On loue souvent la régularité du sosie de Whoopi Goldberg, de ce joueur surcôté par ses admirateurs et sous-côté par ses détracteurs. A genoux, son grand pote Pierre Ménès en attestera aisément. Avec un minimum de 10 buts en championnat depuis 2006, Bafé est une valeur sûre de notre championnat de France.

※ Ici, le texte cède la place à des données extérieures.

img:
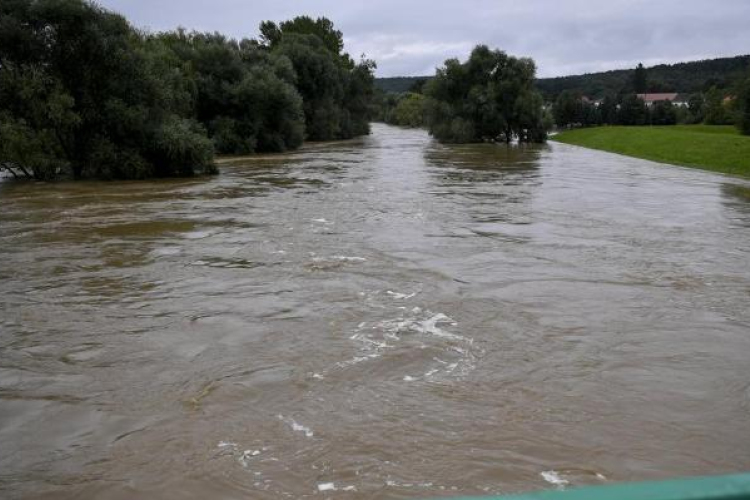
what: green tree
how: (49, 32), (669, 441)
(649, 101), (677, 125)
(552, 90), (580, 127)
(688, 93), (706, 123)
(599, 94), (618, 125)
(617, 94), (648, 125)
(424, 45), (547, 143)
(0, 0), (215, 179)
(705, 87), (729, 125)
(389, 92), (426, 127)
(633, 63), (648, 94)
(737, 77), (750, 135)
(260, 16), (375, 141)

Mieux, il a même dépassé la barre des cent buts inscrits en L1 cette saison en marquant lors d’un match caritatif face à un Valenciennes aujourd’hui proche du dépôt de bilan. A l’image de Saliou Ciss, crocheté et dépassé, le club nordiste n’aura pas survécu au coup de rein proféré par l’ancien stéphanois. Pour l’anecdote, le premier but de Gomis sous les couleurs de l’OL a été inscrit face à ce même VA. Un cygne. A la fois coéquipier et concurrent de Lisandro « Licha » López, on se souviendra également de ce match face au Dinamo Zagreb. Mais oui, ce match acheté où « Bafété » – comme il est appelé par des commentateurs amateurs en match champêtre de Coupe de France – s’offrit un quadruplé et rentra dans la légende en rejoignant les Inzaghi, Prso, Shevchenko et autre Van Basten. Des petits bras à côté de ce croisement entre le physique de Cheik Diabaté, la technique du regretté Frédéric Piquionne, l’adresse de Dennis Oliech et le postérieur de Hulk. Comment ne pas non plus penser à ce triplé mis face à l’OM l’année dernière ? Cette flopée de buts a en tout cas permis à celui révélé lors d’un improbable doublé avec l’Equipe de France face à l’Equateur en 2008 d’atteindre les 95 buts avec l’OL. Bien intercalé entre les représentants foutchbol de l’âge d’or lyonnais, Juninho (100) et Sonny Anderson (94), il demeure le cinquième meilleur buteur du club. Pas rien.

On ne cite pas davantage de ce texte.